Amy Rouillard, Sitwala Mundia, Linda Camara, Michael Cameron Gramanie, Ziyaad Dangor, Ismail Kalla, Shabir A. Madhi, Kajal Morar, Marlvin T. Ncube, Haroon Saloojee, Bruce A. Bassett

TL;DR
This study evaluates whether a calibrated, multi-model LLM jury can reliably replicate expert clinician panel assessments in medical diagnosis, showing promise for efficient AI benchmarking.
Contribution
It demonstrates that a calibrated LLM jury can match expert panel evaluations, reducing costs and improving efficiency in medical AI assessment.
Findings
LLM jury scores are systematically lower than clinician scores
LLM jury shows better agreement with primary expert panels than re-scoring panels
Calibration improves alignment with human evaluations
Abstract
Evaluating medical AI systems using expert clinician panels is costly and slow, motivating the use of large language models (LLMs) as alternative adjudicators.
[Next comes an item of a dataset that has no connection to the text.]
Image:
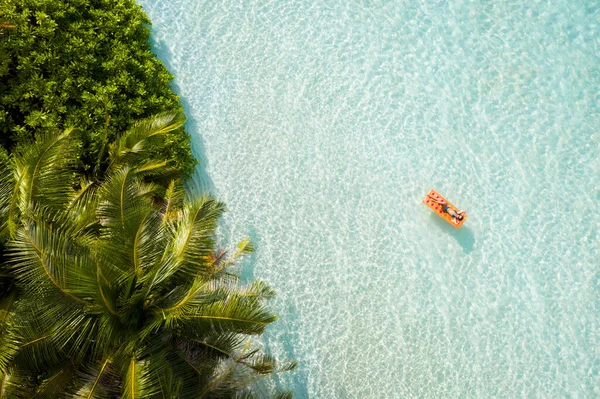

Here, we evaluate an LLM jury composed of three frontier AI models scoring 3333 diagnoses on 300 real-world middle-income country (MIC) hospital cases. Model performance was benchmarked against expert clinician panel and independent human re-scoring panel evaluations. Both LLM and clinician-generated diagnoses are scored across four dimensions: diagnosis, differential diagnosis, clinical reasoning and negative treatment risk. For each of these, we assess scoring difference, inter-rater agreement, scoring stability, severe safety errors and the effect of post-hoc calibration. We find that: (i) the uncalibrated LLM jury scores are systematically lower than clinician panels scores; (ii) the LLM Jury preserves ordinal agreement and…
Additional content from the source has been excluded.